Long-term water aging effects on the durability of alkali-treated bamboo fiber reinforced composite

This paper investigates the degradation mechanisms and mechanical properties of alkali-modified bamboo fiber composites under long-term water aging (up to 120 days) at 25 °C. The main findings show that alkali-treatment reduces the equilibrium moisture content of composites to 12.01 ± 0.04% after a treatment duration of 48 h. At dry conditions, the tensile strength and modulus of composites reach their maximum values of 290 ± 11.2 MPa and 11.5 ± 0.61 GPa for a soaking time of 4 h, then, gradually drop to smaller values, respectively.

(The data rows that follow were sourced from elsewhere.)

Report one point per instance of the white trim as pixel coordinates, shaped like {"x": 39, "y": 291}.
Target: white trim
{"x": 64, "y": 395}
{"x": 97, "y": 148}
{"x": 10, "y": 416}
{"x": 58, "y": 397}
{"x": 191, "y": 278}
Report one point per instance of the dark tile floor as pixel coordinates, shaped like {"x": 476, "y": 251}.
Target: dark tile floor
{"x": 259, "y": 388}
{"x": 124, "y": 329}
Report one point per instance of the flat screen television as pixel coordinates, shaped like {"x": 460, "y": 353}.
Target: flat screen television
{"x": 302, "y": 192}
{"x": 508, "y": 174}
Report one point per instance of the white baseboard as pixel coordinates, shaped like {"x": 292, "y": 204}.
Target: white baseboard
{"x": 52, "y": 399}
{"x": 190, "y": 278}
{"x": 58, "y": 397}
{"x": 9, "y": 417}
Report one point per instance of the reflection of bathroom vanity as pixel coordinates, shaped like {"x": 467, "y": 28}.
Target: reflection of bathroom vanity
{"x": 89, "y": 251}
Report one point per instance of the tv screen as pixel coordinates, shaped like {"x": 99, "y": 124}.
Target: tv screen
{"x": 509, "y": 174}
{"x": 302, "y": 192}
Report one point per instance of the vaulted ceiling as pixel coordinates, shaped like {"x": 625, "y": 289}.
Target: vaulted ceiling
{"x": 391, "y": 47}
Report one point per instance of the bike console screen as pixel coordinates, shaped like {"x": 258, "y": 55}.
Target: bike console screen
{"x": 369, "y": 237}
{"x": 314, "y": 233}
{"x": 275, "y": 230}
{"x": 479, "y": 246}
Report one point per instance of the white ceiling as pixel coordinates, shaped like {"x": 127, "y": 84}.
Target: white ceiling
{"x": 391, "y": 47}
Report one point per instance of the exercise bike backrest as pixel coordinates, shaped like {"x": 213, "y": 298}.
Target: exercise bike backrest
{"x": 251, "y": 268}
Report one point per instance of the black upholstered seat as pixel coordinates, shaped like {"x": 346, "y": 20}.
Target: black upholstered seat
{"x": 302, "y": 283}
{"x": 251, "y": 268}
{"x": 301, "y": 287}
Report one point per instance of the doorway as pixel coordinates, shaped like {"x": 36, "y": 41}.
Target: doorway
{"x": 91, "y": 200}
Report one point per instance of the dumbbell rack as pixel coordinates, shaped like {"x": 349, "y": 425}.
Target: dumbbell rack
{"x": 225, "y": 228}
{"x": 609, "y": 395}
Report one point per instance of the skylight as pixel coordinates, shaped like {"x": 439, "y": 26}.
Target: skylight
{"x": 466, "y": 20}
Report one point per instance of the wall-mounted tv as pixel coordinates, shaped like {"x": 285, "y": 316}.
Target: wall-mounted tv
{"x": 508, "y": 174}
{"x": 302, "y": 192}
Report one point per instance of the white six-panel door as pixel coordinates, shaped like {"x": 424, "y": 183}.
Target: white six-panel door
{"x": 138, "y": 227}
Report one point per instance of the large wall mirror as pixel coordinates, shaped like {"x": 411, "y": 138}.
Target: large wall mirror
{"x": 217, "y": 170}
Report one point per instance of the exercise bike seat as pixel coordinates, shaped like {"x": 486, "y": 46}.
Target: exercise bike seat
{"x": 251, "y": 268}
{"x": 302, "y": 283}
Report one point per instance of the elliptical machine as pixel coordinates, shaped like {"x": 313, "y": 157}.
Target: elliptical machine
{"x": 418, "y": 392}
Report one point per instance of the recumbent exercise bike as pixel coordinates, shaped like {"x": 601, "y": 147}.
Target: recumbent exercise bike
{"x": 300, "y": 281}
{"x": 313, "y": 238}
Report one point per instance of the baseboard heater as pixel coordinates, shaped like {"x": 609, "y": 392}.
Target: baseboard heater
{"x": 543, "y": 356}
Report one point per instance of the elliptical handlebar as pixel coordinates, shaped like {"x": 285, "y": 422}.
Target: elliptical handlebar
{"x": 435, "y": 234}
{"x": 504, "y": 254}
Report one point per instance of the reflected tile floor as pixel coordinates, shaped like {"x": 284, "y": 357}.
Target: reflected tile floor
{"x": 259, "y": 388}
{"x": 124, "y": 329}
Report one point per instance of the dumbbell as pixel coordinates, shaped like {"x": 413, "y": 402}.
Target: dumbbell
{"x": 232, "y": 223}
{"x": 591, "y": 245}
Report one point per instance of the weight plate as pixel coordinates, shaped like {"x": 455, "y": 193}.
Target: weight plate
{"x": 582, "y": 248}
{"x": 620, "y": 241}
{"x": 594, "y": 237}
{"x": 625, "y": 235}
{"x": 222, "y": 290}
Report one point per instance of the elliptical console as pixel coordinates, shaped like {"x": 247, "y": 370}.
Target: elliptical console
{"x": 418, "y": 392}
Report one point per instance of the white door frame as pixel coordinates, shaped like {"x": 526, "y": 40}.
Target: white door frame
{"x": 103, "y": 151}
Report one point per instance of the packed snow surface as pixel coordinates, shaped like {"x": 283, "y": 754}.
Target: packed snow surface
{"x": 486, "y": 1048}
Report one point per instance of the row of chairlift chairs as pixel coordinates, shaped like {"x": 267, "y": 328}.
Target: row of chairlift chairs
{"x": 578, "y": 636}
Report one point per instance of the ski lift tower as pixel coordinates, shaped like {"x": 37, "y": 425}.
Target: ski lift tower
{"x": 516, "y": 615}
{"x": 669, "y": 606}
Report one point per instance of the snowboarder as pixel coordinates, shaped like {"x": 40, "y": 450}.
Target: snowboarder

Beyond 120 aging-days, the tensile strength of 4, 24 and 48 h-modified fiber composites considerably decreases by 66.32 ± 0.33%, 60.99 ± 0.26% and 81.68 ± 0.41%, respectively. Similarly, their Young’s modulus falls by 39.72 ± 0.25%, 49.04 ± 0.19% and 41.71 ± 0.37%, respectively. As confirmed by SEM, this significant drop is attributed to the severe microstructural damage of fibers and matrix which is a result of the prominent differential swelling between the internal cell wall layers. However, the findings attractively reveal a slight decline of about 18.15 ± 0.34% and 15.79 ± 0.33% in the tensile strength of raw and 0.5-h-modified fiber composites after 120 aging-days, respectively. Likewise, their Young’s modulus decreases by 18.55 ± 0.4% and 14.47 ± 0.28%, respectively. This good aging resistance of the raw and 0.5-h-modified fiber composites suggests that the matrix plasticization, physical expansion of fibers as well as hydrolysis reaction are the main aging mechanisms.